The Centers for Disease Control and Prevention recommended last week that 5- to 11-year-olds receive booster doses if it’s been at least five months since their first two shots of the coronavirus vaccine. While this policy simplifies federal guidance — everyone 5 and older is now recommended to receive at least one booster — it doesn’t answer the pressing question on many parents’ minds: Should their child receive the booster now, or wait until the fall?
The answer is not straightforward, and the CDC’s blanket recommendation does not adequately address the nuances of boosting younger children.
On the one hand, there is growing evidence that the inoculations should be three-dose vaccines. Across all age groups, effectiveness against symptomatic infection after two doses wanes. In adults, effectiveness against severe illness also decreases over time. That effectiveness is restored after a third dose.
In studies of the 5- to 11-year-old age group, too few vaccinated individuals became severely ill to conclude that a third dose would further reduce hospitalization or death. However, a third dose substantially increased antibody levels, which, in all other age cohorts, correlated with protection against severe illness.
If these vaccines are meant to be three-dose vaccines anyway, one could argue the CDC might as well recommend the booster across the board to reduce confusion. Interestingly, an internal CDC work group initially proposed alternate language: That people ages 12 and over “should” receive the booster but that children ages 5-11 “may” get it.
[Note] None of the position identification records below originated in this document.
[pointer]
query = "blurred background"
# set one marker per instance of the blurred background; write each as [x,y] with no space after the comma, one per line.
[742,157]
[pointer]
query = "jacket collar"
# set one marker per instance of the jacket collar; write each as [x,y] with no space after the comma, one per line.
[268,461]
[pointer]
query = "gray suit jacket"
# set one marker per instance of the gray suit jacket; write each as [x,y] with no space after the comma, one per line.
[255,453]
Ultimately, CDC’s external advisers chose “should” over “may” for younger kids, in large part to align the recommendation with other age groups.
I understand their rationale, but this “should” recommendation is not at the same level of certainty as other vaccine guidance. It’s clear that all adults should receive their first booster. Adults need at least three doses for optimal protection against severe disease, especially against the omicron sub-variants. It’s also clear that children need their primary series of two doses; 87 percent of children hospitalized during the omicron wave were unvaccinated.
But we don’t have a study that shows a third dose is needed for 5- to 11-year-olds to reduce severe illness. A third dose decreases their risk of symptomatic infection, but that protection is likely short-lived, on the order of weeks to months. If we’re saying younger kids should get vaccinated now, what happens if their immunity decreases after the summer? Should they all receive a second booster then, and at what frequency going forward?
That brings up the issue of timing. For older adults and those with serious medical conditions, additional boosters are needed now — during this new surge of infections — to prevent the most vulnerable from becoming seriously ill and dying. Such a rationale might also apply to younger children with underlying medical diseases, but parents of generally healthy kids might ask whether it makes sense to wait until the fall. By then, there might be data to show that immunity against severe disease is waning, making the case for the booster more compelling. There could also be variant-specific boosters available.
The CDC also leaves out another key consideration: According to their own estimates, based on blood testing for infection-induced antibodies, 77 percent of 5- to 11-year-olds have already contracted covid-19. Could a recent infection “count” as a booster?
Here’s what I would offer parents who want to tailor the CDC’s guidance to their own circumstances. Children with chronic medical conditions should opt for their first booster dose now. Immunocompromised children have already been eligible for their third dose. They are newly eligible for their fourth and should receive it five months after their third dose.
Kids who live at home with high-risk adults should probably also get their booster sooner rather than later, not primarily to protect themselves but the people they live with. Parents who have held off on certain activities for their children for fear of the coronavirus might also choose to boost sooner if it allows for a greater degree of normalcy.
On the other hand, kids who have recently been infected with covid-19 can probably hold off on their booster. The risk of reinfection is low in the short-term, and people with recent infection could safely delay their booster for at least three months. Families who are vaccinating to prevent severe disease rather than any illness may also make a reasonable decision to hold off for now.
At the end of the day, boosting this age group is tinkering around the edges, while other priorities are far more urgent. About half of adults eligible for their first booster have not yet received them, including 30 percent of those 65 and over. Less than 29 percent of 5- to 11-year-olds have received their first two doses. Public health efforts should prioritize increasing booster uptake for the most vulnerable and vaccinating the unvaccinated.